Our client is looking for a self-motivated SENIOR SITE RELIABILITY ENGINEER to join the growing team. You will be embedded in the Technical Operations organization, and also work closely with Engineering Development teams, Product Architecture, and Program Management.
As a Site Reliability Engineer, we know that you are passionate about seamless uptime. You delight in building tools to automate routine tasks and constantly seek new ways to improve system performance. If you also want to join a fast-growing startup, work with friendly people, and play with some cool tech, you found the right place!
What you'll be doing:
Our core technology is Java on Linux using open source technology throughout the stack. The Java engine runs and stores all data in RAM for super high performance while staying safe with transaction logs and auto recovery. The office is Macs with a few Windows holdouts. You decide which works best for you.

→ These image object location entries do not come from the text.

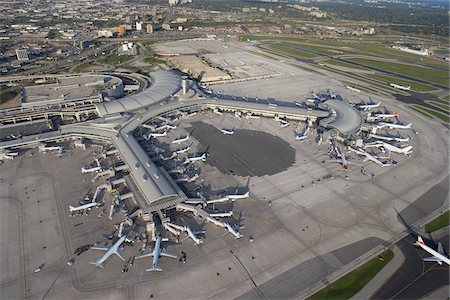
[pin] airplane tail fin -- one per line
(95, 263)
(419, 241)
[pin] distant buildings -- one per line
(105, 33)
(22, 54)
(84, 45)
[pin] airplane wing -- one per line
(433, 259)
(100, 248)
(144, 255)
(119, 254)
(167, 254)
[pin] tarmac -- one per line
(306, 232)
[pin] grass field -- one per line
(438, 223)
(341, 64)
(291, 51)
(385, 51)
(434, 113)
(440, 105)
(414, 85)
(114, 59)
(350, 284)
(432, 75)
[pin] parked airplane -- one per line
(385, 115)
(234, 230)
(342, 159)
(193, 235)
(183, 150)
(353, 89)
(331, 94)
(181, 139)
(156, 134)
(195, 158)
(369, 156)
(368, 106)
(400, 87)
(83, 207)
(437, 256)
(227, 131)
(390, 148)
(237, 196)
(390, 138)
(114, 249)
(157, 253)
(394, 125)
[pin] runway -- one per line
(415, 278)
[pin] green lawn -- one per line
(114, 59)
(385, 51)
(425, 110)
(414, 85)
(440, 105)
(352, 283)
(438, 223)
(432, 75)
(292, 51)
(341, 64)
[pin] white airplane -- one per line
(156, 253)
(342, 159)
(195, 158)
(390, 148)
(400, 87)
(174, 154)
(394, 125)
(227, 131)
(183, 150)
(284, 123)
(368, 106)
(221, 215)
(83, 207)
(385, 115)
(353, 89)
(193, 235)
(181, 139)
(390, 138)
(91, 170)
(437, 256)
(331, 94)
(301, 137)
(369, 156)
(155, 135)
(234, 230)
(114, 249)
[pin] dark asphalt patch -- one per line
(245, 153)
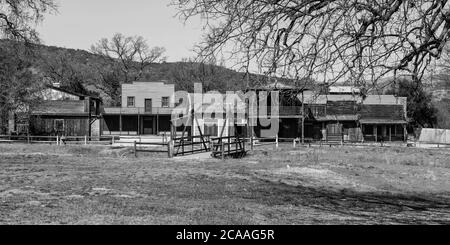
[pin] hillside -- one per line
(85, 72)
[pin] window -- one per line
(165, 102)
(59, 125)
(130, 102)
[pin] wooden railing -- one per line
(231, 146)
(191, 144)
(57, 140)
(138, 110)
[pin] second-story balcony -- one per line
(138, 111)
(282, 111)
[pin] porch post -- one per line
(390, 133)
(405, 133)
(139, 122)
(376, 132)
(120, 123)
(303, 117)
(157, 123)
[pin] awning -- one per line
(340, 118)
(382, 121)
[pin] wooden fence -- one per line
(58, 140)
(223, 147)
(191, 145)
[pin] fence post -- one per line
(169, 149)
(223, 151)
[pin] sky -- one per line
(81, 23)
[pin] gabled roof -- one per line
(71, 92)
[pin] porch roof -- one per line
(382, 121)
(338, 118)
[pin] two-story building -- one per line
(338, 114)
(146, 109)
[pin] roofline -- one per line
(72, 93)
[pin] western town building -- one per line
(146, 109)
(60, 113)
(335, 114)
(338, 114)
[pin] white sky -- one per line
(81, 23)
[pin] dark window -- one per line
(369, 130)
(130, 102)
(165, 102)
(59, 125)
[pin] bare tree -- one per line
(331, 40)
(18, 16)
(131, 53)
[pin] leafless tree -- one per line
(18, 16)
(133, 54)
(328, 40)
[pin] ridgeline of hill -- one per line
(84, 72)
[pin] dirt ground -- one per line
(42, 184)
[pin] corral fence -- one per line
(178, 146)
(224, 147)
(191, 145)
(58, 140)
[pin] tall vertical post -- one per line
(223, 151)
(157, 123)
(139, 122)
(303, 117)
(120, 123)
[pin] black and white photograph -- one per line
(225, 113)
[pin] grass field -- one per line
(42, 184)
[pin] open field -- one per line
(42, 184)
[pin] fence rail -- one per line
(231, 146)
(58, 140)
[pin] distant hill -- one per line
(85, 72)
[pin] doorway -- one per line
(148, 105)
(148, 125)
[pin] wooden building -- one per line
(62, 113)
(341, 114)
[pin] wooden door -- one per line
(148, 105)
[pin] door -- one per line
(148, 125)
(148, 105)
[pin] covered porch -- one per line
(384, 130)
(134, 122)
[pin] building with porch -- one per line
(146, 109)
(339, 114)
(60, 113)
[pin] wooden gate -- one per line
(225, 147)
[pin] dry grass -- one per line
(100, 185)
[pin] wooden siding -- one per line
(389, 112)
(148, 90)
(62, 107)
(341, 107)
(72, 126)
(54, 94)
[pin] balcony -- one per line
(285, 111)
(138, 111)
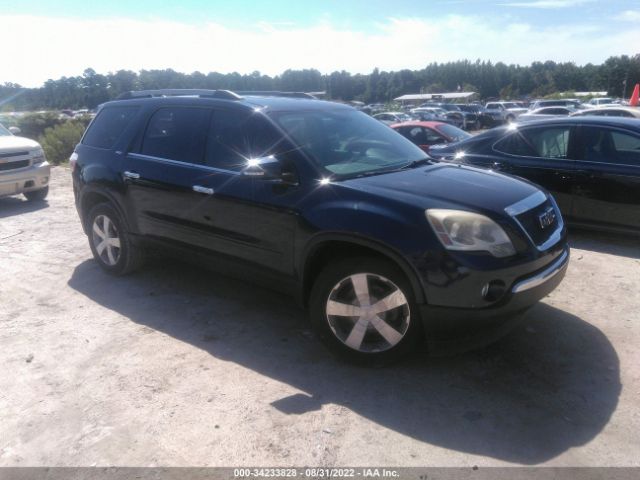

Utilize your skills in automation, replication and scaling to manage the production cloud in our worldwide data centers
Write scripts in Ruby, Python, Perl, etc. To build custom tools for automation, replication and scaling
Build tools to monitor and provide metrics on our systems
Perform Linux system administration (DNS, NFS, RPM, Apache, Raid, etc.)
Extend the existing automation we have in place and making things even easier to use.
Support Product Development Teams
Lead Release deployments and participate in revising software design to scale and prevent against failures
Ensure compliance with various best practices.
Adhere to compliance standards in the development and operations spaces as guided by security.
Participate in on-call rotation
Work in a customer facing production environment
More about you:
B.S. In Computer Science and 3 + years relevant experience OR 10+ years equivalent experience supporting production platforms using the following skills:
Automation using tools such as Chef and Rundeck
Programming in any of the following: Ruby, Python, Perl, BASH
Multi Data center management, replication, scaling.
Middleware software such as HA Proxy, Consul, Terraform or equivalent architectures
Java applications including JVM performance and tuning
Metrics and monitoring - writing custom tools and familiar with open source options.
Linux administration - DNS, NFS, RPM, Apache, Raid, etc.